Sunday, December 14, 2008
Red Bull Gives You Wings
It is like a slow ascent to consciousness, like floating up from the bottom of the sea towards the sky above. You realize that you are cold, but you don't know what you can do about it. Next, you realize that you are walking, but it seems natural so you continue. Then it dawns on you that you are outside, but that doesn't seem odd. Finally you come to your senses and realize, with regret and shock, that you haven't the slightest idea where you are. You're wandering around outside, without a jacket, in what appears to be a random suburb filled with unfamiliar houses. This is not your suburb.
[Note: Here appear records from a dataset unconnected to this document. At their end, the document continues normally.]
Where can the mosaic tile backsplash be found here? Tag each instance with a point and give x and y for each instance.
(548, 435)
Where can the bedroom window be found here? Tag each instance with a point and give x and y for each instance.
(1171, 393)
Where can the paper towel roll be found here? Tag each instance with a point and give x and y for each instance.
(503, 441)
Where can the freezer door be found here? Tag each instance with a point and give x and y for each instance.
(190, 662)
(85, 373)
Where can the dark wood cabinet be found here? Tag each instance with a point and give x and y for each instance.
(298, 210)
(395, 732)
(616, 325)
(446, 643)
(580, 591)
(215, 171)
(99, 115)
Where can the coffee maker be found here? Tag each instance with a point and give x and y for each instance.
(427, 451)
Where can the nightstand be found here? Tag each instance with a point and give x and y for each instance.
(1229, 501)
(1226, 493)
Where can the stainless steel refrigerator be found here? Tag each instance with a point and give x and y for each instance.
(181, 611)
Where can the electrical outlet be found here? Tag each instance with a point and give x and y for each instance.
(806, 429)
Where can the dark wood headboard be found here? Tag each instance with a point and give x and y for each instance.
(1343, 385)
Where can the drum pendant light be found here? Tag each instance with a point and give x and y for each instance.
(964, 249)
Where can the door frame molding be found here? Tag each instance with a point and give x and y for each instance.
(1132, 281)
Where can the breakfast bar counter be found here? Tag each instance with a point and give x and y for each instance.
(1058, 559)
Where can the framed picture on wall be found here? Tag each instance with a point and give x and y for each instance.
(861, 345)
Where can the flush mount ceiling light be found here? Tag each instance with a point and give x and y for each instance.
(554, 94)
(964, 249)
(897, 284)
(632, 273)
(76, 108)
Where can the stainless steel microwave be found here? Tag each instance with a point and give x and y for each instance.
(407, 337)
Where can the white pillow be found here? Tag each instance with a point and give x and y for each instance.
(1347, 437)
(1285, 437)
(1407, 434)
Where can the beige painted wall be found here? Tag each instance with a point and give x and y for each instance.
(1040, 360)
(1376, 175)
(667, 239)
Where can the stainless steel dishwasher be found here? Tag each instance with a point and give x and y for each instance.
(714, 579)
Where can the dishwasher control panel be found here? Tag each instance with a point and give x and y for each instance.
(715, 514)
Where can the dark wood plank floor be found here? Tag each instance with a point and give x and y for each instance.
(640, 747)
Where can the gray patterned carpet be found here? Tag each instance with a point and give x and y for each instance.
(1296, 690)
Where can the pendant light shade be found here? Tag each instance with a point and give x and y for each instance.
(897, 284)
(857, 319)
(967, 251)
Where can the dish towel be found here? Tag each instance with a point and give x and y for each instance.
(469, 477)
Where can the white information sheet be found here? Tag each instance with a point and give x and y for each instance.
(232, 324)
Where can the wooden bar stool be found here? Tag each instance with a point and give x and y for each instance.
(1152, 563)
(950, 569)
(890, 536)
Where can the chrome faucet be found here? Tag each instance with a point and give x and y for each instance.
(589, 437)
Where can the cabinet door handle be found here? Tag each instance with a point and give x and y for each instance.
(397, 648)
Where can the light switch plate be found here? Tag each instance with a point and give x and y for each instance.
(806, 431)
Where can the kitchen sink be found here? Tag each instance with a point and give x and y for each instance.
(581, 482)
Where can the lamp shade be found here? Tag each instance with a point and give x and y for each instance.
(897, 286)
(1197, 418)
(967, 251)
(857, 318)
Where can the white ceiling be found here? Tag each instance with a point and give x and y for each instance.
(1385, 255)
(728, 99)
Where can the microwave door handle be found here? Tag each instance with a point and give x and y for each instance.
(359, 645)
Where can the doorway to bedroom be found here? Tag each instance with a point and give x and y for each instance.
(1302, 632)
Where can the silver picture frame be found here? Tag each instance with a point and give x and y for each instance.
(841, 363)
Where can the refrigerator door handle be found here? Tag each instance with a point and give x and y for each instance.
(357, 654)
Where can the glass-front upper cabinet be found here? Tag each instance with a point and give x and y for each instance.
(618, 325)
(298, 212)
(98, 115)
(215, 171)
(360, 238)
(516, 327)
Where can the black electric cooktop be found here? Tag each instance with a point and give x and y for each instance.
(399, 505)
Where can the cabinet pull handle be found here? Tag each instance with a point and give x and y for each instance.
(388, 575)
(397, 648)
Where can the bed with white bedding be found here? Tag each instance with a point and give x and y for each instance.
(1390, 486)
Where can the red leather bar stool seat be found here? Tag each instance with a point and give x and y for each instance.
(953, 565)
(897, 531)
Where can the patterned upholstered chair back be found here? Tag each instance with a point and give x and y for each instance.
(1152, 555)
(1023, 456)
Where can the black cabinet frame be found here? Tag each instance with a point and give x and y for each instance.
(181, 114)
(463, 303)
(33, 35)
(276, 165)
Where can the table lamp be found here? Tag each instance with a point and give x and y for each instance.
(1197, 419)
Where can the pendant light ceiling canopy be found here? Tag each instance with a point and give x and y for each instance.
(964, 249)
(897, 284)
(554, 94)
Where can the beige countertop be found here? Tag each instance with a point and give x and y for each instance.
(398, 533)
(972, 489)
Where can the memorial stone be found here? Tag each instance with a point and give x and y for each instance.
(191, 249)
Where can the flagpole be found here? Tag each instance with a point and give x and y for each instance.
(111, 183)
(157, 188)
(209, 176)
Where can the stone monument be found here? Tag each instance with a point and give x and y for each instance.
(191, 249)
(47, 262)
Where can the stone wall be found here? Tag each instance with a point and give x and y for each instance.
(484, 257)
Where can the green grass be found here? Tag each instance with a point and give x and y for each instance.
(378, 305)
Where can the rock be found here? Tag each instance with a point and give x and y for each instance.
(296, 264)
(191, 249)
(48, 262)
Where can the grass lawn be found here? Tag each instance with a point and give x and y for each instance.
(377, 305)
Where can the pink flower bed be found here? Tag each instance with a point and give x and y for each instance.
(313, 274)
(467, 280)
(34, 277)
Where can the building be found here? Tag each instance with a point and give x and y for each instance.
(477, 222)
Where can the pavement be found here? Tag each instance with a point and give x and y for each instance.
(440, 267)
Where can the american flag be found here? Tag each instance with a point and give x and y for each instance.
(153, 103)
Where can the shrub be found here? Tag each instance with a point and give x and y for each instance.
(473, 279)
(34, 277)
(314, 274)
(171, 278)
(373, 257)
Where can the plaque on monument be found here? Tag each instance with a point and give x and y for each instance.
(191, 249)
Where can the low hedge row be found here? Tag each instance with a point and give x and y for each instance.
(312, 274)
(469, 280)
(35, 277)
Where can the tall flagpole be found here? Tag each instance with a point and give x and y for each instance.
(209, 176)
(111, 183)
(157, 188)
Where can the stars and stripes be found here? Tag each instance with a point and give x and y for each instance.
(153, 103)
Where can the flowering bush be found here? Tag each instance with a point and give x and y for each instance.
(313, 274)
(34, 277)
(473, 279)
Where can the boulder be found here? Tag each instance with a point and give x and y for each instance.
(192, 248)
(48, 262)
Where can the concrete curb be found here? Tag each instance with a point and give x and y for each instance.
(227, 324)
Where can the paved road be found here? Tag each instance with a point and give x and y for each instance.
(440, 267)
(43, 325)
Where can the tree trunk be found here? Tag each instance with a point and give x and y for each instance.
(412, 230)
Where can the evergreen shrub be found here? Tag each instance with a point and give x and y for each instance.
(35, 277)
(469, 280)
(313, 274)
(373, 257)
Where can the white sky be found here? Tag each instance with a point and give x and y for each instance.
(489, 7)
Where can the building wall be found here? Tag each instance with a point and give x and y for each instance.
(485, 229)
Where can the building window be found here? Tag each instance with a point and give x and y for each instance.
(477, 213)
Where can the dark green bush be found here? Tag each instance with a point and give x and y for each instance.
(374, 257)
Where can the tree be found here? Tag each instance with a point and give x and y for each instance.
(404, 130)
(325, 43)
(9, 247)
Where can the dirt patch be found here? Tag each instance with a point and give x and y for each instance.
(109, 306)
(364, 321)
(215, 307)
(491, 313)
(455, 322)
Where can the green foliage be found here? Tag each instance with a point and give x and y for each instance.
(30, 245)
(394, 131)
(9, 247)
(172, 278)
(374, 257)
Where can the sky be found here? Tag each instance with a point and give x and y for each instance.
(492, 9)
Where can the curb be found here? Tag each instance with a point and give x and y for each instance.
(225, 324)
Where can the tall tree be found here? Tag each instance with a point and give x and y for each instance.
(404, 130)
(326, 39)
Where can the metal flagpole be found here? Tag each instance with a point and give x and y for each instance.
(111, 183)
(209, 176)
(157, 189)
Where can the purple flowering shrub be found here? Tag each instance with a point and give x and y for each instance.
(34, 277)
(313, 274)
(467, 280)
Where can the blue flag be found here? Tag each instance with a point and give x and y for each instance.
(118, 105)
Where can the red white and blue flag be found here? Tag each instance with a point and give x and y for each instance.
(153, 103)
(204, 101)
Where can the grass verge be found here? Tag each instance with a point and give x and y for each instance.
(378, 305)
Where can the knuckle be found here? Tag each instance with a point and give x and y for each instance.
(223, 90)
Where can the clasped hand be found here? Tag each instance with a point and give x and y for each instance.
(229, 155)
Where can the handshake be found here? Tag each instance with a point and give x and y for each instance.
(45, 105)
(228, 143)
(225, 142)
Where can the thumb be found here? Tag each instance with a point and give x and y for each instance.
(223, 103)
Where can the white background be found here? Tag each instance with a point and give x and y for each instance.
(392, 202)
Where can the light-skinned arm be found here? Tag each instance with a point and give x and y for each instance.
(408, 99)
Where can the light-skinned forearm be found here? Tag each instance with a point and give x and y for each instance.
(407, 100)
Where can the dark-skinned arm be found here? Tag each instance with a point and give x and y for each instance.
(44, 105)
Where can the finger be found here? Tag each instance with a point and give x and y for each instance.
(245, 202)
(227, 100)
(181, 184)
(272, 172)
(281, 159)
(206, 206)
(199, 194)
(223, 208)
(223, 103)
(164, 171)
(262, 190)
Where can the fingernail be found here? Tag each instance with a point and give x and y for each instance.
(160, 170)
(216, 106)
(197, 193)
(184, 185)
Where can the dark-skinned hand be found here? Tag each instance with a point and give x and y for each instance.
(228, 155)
You check yourself. You're fairly clean and dry, so you've been on your feet the entire time-- luckily no rolling around in the dewy grass of someone's front yard. You see a Picayune on the ground and are thankful that you are assumedly still in the New Orleans Metro Area. You pick it up and check the date: Sunday. This is right, last night was Saturday. Check your pockets-- your phone is gone. You have your ID, a debit card, and one single dollar. Hope you didn't go to any ATMs whilst you were blacked out.
You pull your arms into your shirt and shiver and walk, and you curse yourself and your situation, staring around dully in disbelief. Finally you stumble onto Veteran's Boulevard, but you're on the south side and far too west. You go into a gas station, looking a fright, and get twenty dollars out of an ATM. You stumble into a nearby sports bar, call a cab, and have a beer while you wait.
You get home and learn several things: you gave your phone to your friend before disappearing, assumedly into a cab. You left the bar around five-- you came to around nine. During four unaccounted hours you spent thirty nine of the forty dollars you don't remember getting out of the ATM. Theoretically, that money went to the cab driver that dumped you in the middle of nowhere. You also realize you don't remember any of the five (5) drinks, four of which were bought for you, you had at the bar before abruptly leaving. Mystery somewhat solved, you cancel all plans for the day and crash hard and long into your bed.
This friends, is a shining example of the absolute empirical evil that is Red Bull. When mixed with vodka, it produces a delicious concoction that will try it's hardest to kill you. While straight booze/beer/wine will dull your mind and body and eventually leave you passed out on the floor/couch/pool table/wherever, Red Bull and vodka will only dull your mind, keeping your body sprightly and alert so that it leaps joyfully into autopilot while your mind passes into shadow.
Experiences don't lie; you have been warned.